The organization also collaborates with two disaster case managers, who work directly with survivors to create customized recovery plans. The case managers are under the direction of Room One and the Okanogan County Community Action Council.
An unmet-needs roundtable, which generally meets every other week, picks up where other resources have been exhausted. Room One has earmarked 65 percent of their fire-recovery fund to unmet needs.
Individual needs are brought forth confidentially by the case managers. The roundtable consists of representatives from Room One, The Cove, Community Action, the Community Foundation of North Central Washington and other organizations.
CCLTRG committees focus on all aspects of recovery. While housing may be the most visible need, there are also groups working on public safety and communications, infrastructure and power distribution, business continuity and economic development, and agriculture and land restoration.
CCLTRG is dealing with a highly complex situation, where every individual and every case has a different dynamic, said Carlene Anders, executive director of CCLTRG. “Everyone was hurt in some way or another,” she said.
While everyone — even those not directly affected by the fire — suffered some trauma, experience from other disasters suggests that if a community can maintain solid support over the next three to five years, the whole area emerges healthier and more sustainable than before the crisis, said Jim Shelley, a Mennonite Disaster Services (MDS) volunteer with decades of experience, who is helping with rebuilding.
CCLTRG expects to be in place for at least three years, said Anders.
Volunteers are vital
Volunteer groups with expertise in managing disasters and in various phases of rebuilding — from framing to roofing to managing crews — have devoted countless hours and actual cash to help fire survivors.
MDS is one of the key participants, with project managers here for seven weeks at a time to coordinate specific construction projects. They manage volunteers who donate anywhere from a day to a week of their time. Some are retired, some donate part of their vacation time, and others are students on summer break.
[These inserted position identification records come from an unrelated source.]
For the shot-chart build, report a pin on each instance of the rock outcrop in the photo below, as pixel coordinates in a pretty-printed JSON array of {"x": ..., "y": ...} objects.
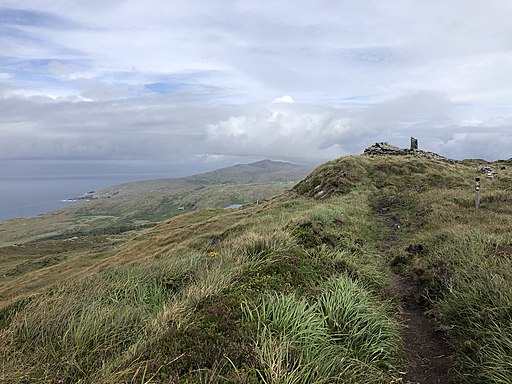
[{"x": 383, "y": 148}]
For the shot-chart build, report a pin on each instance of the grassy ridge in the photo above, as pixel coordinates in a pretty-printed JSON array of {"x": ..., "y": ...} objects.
[{"x": 299, "y": 289}]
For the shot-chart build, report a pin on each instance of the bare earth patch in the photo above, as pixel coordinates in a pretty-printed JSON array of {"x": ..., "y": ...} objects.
[{"x": 428, "y": 353}]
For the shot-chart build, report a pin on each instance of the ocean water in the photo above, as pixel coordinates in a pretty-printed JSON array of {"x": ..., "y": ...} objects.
[{"x": 26, "y": 197}]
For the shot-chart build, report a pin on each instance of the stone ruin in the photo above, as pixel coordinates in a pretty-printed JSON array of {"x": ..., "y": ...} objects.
[{"x": 384, "y": 148}]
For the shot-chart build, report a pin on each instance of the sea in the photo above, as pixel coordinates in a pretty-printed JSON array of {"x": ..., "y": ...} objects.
[{"x": 31, "y": 196}]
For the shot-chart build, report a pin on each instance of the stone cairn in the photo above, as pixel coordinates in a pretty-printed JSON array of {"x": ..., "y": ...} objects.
[{"x": 384, "y": 148}]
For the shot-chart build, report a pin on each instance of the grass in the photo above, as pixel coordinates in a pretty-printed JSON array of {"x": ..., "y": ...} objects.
[{"x": 296, "y": 289}]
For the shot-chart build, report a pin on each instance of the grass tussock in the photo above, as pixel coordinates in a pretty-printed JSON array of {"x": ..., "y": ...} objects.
[{"x": 344, "y": 336}]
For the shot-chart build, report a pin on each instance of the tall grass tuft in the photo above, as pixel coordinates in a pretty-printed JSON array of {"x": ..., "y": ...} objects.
[{"x": 342, "y": 337}]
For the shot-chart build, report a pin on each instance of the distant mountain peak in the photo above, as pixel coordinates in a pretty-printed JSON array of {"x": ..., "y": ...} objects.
[{"x": 269, "y": 163}]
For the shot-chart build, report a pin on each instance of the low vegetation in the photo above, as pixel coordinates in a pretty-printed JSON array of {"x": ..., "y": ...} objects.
[{"x": 297, "y": 289}]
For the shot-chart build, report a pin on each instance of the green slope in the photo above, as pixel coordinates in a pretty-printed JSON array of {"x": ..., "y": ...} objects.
[
  {"x": 298, "y": 289},
  {"x": 140, "y": 204}
]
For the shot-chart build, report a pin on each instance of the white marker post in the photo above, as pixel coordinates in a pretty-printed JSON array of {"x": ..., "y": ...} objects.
[{"x": 477, "y": 192}]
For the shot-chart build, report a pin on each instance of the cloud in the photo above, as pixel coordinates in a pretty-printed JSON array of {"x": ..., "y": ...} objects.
[
  {"x": 161, "y": 81},
  {"x": 284, "y": 99}
]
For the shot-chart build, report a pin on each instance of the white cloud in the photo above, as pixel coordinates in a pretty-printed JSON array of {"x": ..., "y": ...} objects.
[
  {"x": 177, "y": 80},
  {"x": 284, "y": 99}
]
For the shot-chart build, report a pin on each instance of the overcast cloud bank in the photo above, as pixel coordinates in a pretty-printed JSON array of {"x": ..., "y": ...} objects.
[{"x": 157, "y": 83}]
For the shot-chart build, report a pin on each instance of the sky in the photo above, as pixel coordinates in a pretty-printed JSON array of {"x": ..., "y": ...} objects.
[{"x": 154, "y": 85}]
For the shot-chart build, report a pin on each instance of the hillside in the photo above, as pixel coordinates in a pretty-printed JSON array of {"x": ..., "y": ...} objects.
[
  {"x": 141, "y": 204},
  {"x": 373, "y": 269}
]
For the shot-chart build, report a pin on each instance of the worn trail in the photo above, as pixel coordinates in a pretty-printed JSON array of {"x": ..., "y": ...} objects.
[{"x": 428, "y": 353}]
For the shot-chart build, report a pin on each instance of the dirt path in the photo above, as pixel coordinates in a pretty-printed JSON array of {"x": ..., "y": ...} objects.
[{"x": 428, "y": 352}]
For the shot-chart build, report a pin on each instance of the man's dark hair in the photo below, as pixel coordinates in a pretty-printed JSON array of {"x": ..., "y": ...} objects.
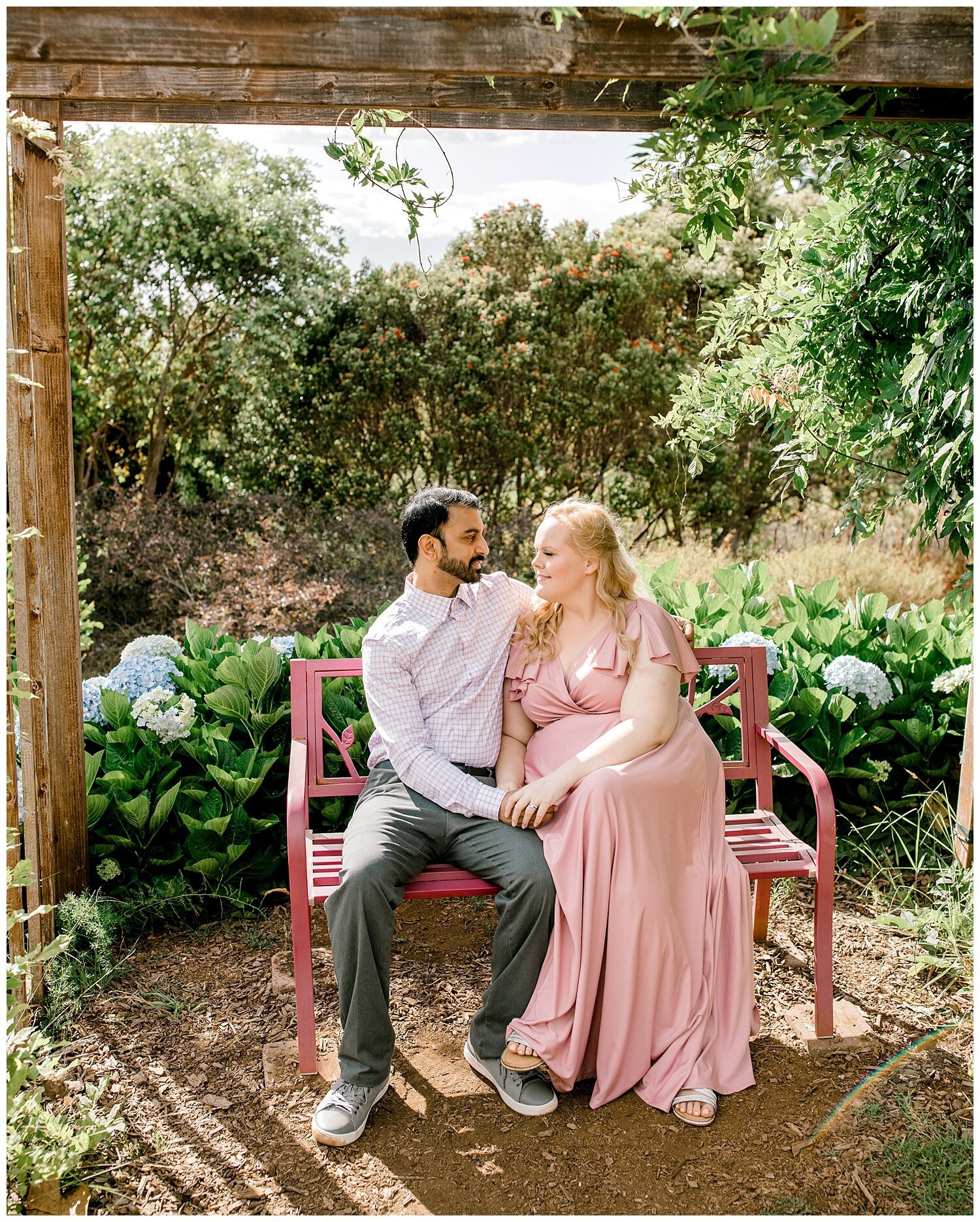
[{"x": 428, "y": 512}]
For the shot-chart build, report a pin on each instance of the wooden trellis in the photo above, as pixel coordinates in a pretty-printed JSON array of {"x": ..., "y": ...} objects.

The first managers, Robert and Sally Unrau, just completed their volunteer shift this past weekend, handing over the reins to Jim and Karen Shelley. Both couples, from the Boise area, bring years of experience working in disasters, from hurricanes to floods to fires. They create a daily schedule to track the volunteers and the jobs.
Established in 1950, MDS has evolved and grown more efficient, said Jim Shelley. They developed standardized house plans that they can adapt to local building codes.
“We can take any volunteer willing to learn and bring that person up to speed in about two days,” said Robert Unrau, who retired from a career as an architect and now devotes much of his time to helping in disasters.
Two young women from the Amish community in Lancaster, Pennsylvania, traveled cross-country by train to cook for the Mennonite volunteer crews.
“We don’t come to convert, but to share, said Kevin Froese, vice chair of the Washington MDS region. “Our faith is very important to us. One of the reasons we do this is because of who we serve,” said Karen Shelley.
One of the most fulfilling aspects of the work is that they usually get to know the people they’re building houses for. “One of the most important things we do as volunteers is listen to stories, to the emotional trauma of disaster. That’s part of their healing,” said Karen Shelley.
“People would have given up,” said a fire survivor who was sharing dinner with the Mennonite volunteers. Because so much of the work is physically and emotionally exhausting — people could be hauling rocks or replacing fences — they get energy from working with volunteers, which in turn helps others, she said.
Not only does the work benefit the client, but it also helps the volunteers. Jim Shelley described volunteers who arrived shy and withdrawn and left feeling competent and animated.
They see the same effect on the clients. “Seeing the client relationship with the volunteers — there are tears every single week,” said Anders. “The kindness empowers the homeowner.”
“One client told us, ‘I’ve never had so many real friends in my life,’” said Jim Shelley.
“It’s both exhilarating and draining. There’s no way to describe the feeling of helping someone who’s been through so much trauma,” said Sally Unrau. Despite the energy and fulfillment they get from their work, “We’re ready to kick back in our recliners and watch nonsense TV,” she said.